Databricks Unity Catalog: `catalog`.`database`.`table` when you leave schema_name empty
Fabric / Glue / other metastore-backed layouts: `catalog`.`database`.`schema_name`.`table` when all levels are used

Step 5 — Complete file and run¶

Here is the complete minimal document:

{
  "connections": [
    {
      "name": "my_source",
      "connection_type": "file",
      "format": "csv",
      "configure": { "base_path": "data/input" }
    },
    {
      "name": "bronze",
      "connection_type": "lakehouse",
      "format": "delta",
      "configure": { "base_path": "data/output/bronze" }
    }
  ],
  "dataflows": [
    {
      "name":  "orders_to_bronze",
      "stage": "ingest",
      "source":      { "connection_name": "my_source", "schema_name": "sales", "table": "orders" },
      "destination": { "connection_name": "bronze",    "schema_name": "sales", "table": "orders", "load_type": "append" }
    }
  ]
}

Run it with:

from datacoolie.engines.polars_engine import PolarsEngine
from datacoolie.metadata.file_provider import FileProvider
from datacoolie.platforms.local_platform import LocalPlatform

platform  = LocalPlatform()
engine    = PolarsEngine(platform=platform)
metadata  = FileProvider(config_path="metadata.json", platform=platform)

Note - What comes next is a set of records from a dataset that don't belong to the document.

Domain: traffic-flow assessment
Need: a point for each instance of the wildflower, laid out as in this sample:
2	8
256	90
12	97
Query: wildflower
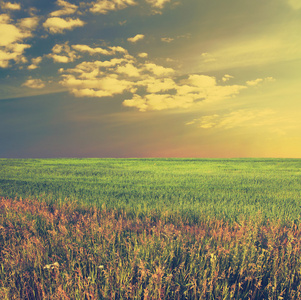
52	266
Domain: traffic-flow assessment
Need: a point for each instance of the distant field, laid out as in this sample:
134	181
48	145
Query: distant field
150	229
224	188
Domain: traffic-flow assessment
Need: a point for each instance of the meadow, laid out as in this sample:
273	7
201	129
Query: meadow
150	229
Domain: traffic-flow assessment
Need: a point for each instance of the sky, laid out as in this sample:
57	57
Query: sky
150	78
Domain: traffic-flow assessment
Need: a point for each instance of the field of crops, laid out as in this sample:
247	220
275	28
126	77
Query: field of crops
150	229
210	187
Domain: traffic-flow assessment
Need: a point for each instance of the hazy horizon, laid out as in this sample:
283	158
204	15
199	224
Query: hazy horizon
150	78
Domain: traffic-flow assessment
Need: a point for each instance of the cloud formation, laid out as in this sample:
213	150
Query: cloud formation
62	53
158	3
34	63
59	25
66	9
10	6
153	87
234	119
136	38
259	80
105	6
12	38
34	83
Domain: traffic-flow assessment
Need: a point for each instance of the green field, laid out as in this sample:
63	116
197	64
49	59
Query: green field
150	229
230	188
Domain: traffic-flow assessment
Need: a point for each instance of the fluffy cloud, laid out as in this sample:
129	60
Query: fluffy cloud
143	55
158	70
295	4
62	53
158	3
136	38
259	80
167	40
239	118
98	50
59	25
10	6
12	37
227	77
153	87
67	9
104	6
34	83
34	63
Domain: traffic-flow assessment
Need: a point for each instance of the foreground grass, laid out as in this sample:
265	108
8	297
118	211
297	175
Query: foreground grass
72	251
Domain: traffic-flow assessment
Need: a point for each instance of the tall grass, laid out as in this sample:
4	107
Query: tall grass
74	251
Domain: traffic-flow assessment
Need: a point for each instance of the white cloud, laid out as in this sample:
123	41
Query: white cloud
62	53
34	83
12	38
295	4
136	38
112	50
106	87
35	62
259	80
29	23
85	48
227	77
67	9
158	70
167	40
10	6
59	25
239	118
128	70
143	55
104	6
158	3
154	87
254	82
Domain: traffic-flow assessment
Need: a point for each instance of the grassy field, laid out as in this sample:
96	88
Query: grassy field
222	188
150	229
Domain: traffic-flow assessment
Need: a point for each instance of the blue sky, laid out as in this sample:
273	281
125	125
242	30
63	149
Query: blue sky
150	78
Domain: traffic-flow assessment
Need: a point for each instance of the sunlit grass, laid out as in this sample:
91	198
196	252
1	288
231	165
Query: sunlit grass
150	229
225	188
75	252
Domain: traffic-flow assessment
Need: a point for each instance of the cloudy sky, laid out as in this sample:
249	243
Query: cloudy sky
150	78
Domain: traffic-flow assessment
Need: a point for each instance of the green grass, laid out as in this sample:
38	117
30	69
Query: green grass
225	188
150	229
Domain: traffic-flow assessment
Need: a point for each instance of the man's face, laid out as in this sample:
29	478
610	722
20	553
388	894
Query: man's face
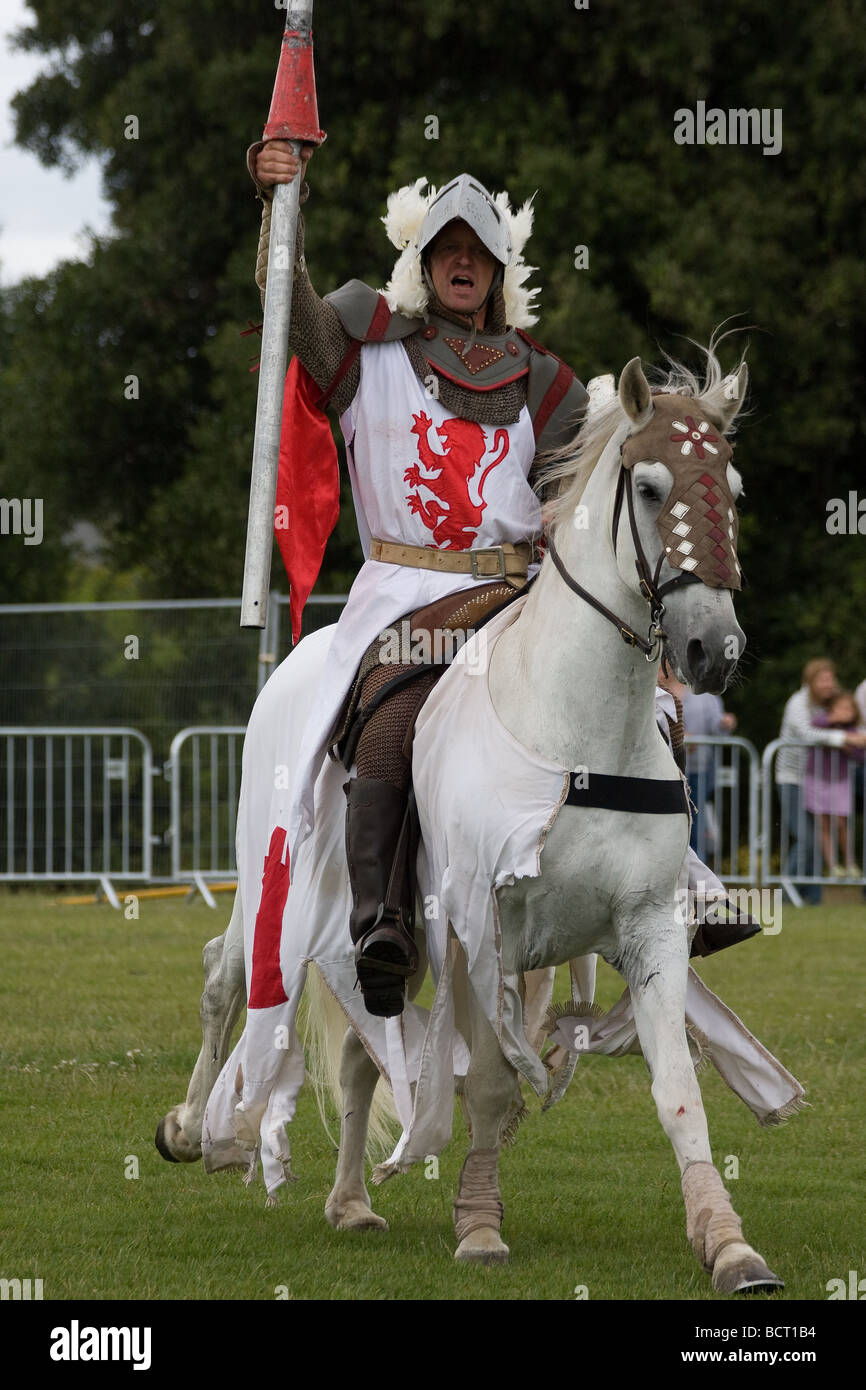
823	684
462	268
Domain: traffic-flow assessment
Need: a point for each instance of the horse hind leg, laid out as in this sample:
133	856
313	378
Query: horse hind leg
178	1134
492	1100
348	1205
713	1228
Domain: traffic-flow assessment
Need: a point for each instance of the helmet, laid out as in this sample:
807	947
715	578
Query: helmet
467	200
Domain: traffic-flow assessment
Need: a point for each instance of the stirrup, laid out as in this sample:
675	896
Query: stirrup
385	947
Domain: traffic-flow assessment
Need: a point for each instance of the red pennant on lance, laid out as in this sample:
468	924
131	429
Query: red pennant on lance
307	488
266	984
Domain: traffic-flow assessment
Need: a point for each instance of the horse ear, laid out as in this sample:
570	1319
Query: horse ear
726	399
635	396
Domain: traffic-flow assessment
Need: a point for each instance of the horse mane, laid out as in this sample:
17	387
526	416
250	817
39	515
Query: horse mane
565	471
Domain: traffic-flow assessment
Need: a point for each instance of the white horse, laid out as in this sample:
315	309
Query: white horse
565	684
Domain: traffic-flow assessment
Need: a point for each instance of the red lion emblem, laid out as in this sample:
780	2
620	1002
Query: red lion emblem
451	513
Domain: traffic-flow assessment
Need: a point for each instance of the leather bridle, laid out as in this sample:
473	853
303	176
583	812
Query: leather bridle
651	645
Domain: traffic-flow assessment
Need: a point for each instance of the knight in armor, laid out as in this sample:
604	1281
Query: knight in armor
445	403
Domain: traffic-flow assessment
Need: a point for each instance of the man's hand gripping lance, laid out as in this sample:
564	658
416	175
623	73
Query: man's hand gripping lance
293	117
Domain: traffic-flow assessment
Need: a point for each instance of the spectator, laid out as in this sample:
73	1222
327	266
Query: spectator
819	684
704	715
827	788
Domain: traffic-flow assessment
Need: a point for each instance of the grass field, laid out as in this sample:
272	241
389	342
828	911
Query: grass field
99	1037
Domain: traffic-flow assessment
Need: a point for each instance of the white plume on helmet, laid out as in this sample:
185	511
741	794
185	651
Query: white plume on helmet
406	292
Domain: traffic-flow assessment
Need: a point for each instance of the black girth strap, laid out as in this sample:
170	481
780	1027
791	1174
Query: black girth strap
635	794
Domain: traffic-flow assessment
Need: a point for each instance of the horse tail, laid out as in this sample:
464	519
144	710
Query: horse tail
321	1023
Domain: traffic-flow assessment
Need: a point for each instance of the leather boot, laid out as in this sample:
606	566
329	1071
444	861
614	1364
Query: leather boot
381	919
717	936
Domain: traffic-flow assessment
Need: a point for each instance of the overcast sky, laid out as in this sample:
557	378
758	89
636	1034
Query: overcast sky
42	213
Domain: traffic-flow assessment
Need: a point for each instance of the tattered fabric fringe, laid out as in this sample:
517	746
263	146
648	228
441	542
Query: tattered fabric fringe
509	1132
784	1112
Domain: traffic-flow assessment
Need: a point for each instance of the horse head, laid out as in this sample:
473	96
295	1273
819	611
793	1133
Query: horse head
649	483
681	492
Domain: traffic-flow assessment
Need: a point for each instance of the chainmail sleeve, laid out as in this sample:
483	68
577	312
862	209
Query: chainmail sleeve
316	332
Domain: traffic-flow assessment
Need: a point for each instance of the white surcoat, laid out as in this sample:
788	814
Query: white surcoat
419	476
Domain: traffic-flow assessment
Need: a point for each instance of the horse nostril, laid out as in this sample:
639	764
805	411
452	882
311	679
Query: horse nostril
697	658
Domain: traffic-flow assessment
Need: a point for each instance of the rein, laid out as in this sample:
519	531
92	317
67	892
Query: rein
651	645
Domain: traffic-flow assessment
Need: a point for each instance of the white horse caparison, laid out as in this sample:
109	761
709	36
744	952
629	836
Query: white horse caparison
566	685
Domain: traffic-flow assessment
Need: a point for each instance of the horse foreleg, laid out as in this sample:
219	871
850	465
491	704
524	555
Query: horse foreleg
178	1134
492	1098
348	1205
713	1228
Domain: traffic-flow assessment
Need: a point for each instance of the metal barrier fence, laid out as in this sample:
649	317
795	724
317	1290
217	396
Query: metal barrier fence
726	827
77	805
205	774
813	819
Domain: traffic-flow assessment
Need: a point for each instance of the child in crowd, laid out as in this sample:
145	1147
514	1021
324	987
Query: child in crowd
827	786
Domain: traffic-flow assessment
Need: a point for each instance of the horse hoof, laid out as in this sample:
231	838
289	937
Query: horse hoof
355	1216
173	1144
741	1271
483	1247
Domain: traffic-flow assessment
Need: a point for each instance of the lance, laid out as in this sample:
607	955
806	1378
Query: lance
293	117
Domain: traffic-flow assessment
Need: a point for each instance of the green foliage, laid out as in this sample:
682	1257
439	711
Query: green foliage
577	104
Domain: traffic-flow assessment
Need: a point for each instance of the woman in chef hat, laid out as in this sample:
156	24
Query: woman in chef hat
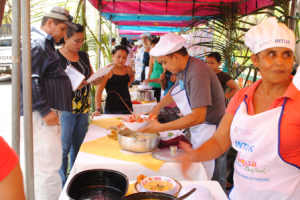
262	122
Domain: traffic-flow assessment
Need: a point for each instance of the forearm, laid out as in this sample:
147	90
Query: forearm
231	93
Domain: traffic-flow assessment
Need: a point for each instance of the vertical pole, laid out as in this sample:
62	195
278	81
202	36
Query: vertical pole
27	98
16	74
99	35
110	35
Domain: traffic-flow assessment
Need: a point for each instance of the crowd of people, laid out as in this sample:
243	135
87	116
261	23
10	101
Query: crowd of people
261	121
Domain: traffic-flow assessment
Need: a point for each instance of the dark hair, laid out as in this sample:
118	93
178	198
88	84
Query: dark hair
154	41
119	47
215	55
124	42
181	51
70	32
56	21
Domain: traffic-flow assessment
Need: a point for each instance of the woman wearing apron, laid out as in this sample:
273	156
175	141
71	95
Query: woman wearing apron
262	122
197	93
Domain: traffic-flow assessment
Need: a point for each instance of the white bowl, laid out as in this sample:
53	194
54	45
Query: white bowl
201	192
159	178
134	126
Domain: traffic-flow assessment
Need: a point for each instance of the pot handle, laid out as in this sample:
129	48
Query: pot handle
187	194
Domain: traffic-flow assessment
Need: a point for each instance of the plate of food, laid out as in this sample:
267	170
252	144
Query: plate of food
167	135
157	184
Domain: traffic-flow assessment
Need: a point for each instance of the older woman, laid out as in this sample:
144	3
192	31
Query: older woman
262	122
74	124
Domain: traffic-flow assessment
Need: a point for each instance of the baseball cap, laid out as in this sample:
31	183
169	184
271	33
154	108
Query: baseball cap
60	13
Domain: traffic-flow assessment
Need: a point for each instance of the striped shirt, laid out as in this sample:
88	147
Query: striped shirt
51	86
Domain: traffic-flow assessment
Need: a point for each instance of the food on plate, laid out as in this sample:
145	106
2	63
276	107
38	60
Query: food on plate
119	127
137	118
140	178
113	135
170	134
158	186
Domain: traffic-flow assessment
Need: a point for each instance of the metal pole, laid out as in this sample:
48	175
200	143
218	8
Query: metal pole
27	99
110	35
99	36
16	74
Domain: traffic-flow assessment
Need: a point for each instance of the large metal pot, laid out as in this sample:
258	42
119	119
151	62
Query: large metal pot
149	95
138	142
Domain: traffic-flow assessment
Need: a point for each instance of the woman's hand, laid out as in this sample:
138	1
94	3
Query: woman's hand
96	113
83	84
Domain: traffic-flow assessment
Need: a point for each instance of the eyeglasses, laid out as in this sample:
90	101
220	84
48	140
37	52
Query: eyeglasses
70	17
79	41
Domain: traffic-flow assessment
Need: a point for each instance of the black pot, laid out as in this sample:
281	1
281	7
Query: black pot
98	184
149	195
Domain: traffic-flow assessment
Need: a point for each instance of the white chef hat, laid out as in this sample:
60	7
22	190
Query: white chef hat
146	34
168	44
269	34
140	42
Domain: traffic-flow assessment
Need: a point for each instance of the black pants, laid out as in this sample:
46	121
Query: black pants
143	75
157	93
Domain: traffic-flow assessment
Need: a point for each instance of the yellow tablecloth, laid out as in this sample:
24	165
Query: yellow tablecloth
110	148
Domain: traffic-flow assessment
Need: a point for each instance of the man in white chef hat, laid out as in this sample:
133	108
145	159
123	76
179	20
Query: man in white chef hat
197	92
262	122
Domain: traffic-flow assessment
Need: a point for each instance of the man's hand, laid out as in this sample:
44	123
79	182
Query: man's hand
153	126
51	119
83	84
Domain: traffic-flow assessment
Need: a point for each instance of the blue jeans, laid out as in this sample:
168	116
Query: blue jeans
73	130
118	112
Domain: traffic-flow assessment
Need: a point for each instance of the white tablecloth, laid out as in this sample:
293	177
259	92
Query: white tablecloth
213	186
85	161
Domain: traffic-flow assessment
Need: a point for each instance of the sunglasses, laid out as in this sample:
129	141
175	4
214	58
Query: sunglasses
70	17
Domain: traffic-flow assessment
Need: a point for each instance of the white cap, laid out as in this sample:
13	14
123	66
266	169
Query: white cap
146	34
140	42
168	44
269	34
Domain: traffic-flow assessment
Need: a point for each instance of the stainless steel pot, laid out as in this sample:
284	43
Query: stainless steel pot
138	142
149	95
141	94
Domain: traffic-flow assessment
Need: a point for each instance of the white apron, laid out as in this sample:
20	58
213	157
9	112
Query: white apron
260	172
199	133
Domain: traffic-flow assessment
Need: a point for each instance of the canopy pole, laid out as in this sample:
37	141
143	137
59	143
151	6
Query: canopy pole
99	36
16	74
110	35
27	98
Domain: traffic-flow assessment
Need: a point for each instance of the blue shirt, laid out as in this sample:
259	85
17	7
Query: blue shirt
51	86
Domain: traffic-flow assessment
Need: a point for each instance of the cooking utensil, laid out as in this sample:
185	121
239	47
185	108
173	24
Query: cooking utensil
149	95
141	95
167	155
136	143
98	184
156	195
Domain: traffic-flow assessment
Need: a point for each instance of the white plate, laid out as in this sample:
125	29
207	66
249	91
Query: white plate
164	135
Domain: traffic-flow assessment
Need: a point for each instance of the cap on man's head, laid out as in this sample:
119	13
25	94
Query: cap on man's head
140	42
60	13
146	34
268	34
168	44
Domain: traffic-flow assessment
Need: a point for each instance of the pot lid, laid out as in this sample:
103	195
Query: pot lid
167	155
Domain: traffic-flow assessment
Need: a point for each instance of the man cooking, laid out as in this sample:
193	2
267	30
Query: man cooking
197	93
262	122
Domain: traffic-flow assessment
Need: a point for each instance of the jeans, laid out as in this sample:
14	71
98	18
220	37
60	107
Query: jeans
118	112
73	130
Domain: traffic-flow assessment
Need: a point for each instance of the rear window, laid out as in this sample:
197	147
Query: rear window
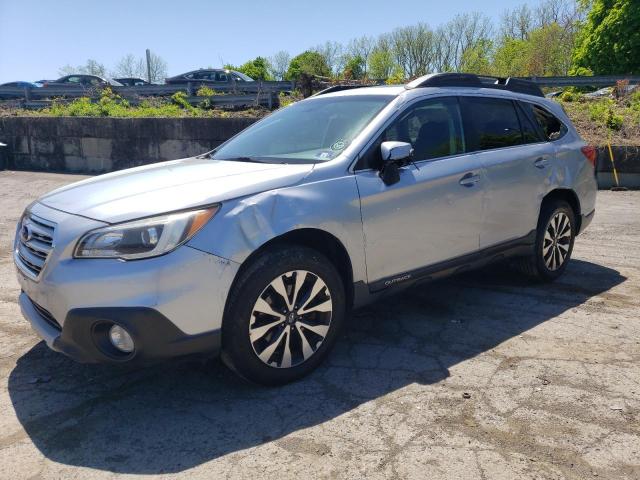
530	132
490	123
552	128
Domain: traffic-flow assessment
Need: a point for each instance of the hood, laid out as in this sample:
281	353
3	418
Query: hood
169	186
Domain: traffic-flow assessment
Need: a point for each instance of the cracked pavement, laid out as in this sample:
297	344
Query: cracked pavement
482	376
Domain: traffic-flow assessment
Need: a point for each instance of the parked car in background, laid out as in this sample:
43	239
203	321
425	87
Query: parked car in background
12	85
602	92
256	250
85	81
19	84
132	81
209	76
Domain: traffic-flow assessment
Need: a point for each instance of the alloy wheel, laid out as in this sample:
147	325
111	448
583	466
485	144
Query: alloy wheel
290	319
557	240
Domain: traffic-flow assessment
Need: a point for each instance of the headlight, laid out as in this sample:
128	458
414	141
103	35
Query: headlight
144	238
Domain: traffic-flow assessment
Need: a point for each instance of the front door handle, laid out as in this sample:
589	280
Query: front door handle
541	162
469	180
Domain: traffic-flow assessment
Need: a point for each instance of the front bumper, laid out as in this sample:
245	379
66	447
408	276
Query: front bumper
83	335
172	304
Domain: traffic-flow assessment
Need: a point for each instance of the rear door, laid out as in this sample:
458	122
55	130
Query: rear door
515	159
434	213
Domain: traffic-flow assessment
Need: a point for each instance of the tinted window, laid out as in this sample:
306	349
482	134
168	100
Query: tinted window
530	133
490	123
433	127
552	127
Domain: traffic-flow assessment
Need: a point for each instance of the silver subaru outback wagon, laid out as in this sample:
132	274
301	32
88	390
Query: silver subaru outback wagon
259	249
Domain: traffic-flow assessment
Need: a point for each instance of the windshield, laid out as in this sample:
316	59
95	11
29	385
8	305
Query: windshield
311	131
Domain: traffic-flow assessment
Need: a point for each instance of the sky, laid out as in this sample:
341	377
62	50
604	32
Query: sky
39	37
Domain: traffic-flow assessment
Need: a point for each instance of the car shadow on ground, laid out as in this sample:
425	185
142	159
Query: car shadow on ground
178	415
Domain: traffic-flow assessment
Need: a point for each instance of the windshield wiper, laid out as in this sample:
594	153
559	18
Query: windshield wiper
239	159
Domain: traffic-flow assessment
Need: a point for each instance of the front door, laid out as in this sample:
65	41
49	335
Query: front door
434	213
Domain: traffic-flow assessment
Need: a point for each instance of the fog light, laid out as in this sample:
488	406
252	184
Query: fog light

from datacoolie.orchestration.driver import DataCoolieDriver

with DataCoolieDriver(engine=engine, metadata_provider=metadata) as driver:
    result = driver.run(stage="ingest")

print(result)
# ExecutionResult(total=1, succeeded=1, failed=0, skipped=0)

Adding more dataflows¶

You can have as many dataflows as you need. Add them to the dataflows array. They can share connections and run in the same stage or different stages:

"dataflows": [
  { "name": "orders_to_bronze",   "stage": "ingest", ... },
  { "name": "customers_to_bronze","stage": "ingest", ... },
  { "name": "orders_to_silver",   "stage": "transform", ... }
]

Run one stage at a time:

driver.run(stage="ingest")
driver.run(stage="transform")

Or run multiple at once:

driver.run(stage=["ingest", "transform"])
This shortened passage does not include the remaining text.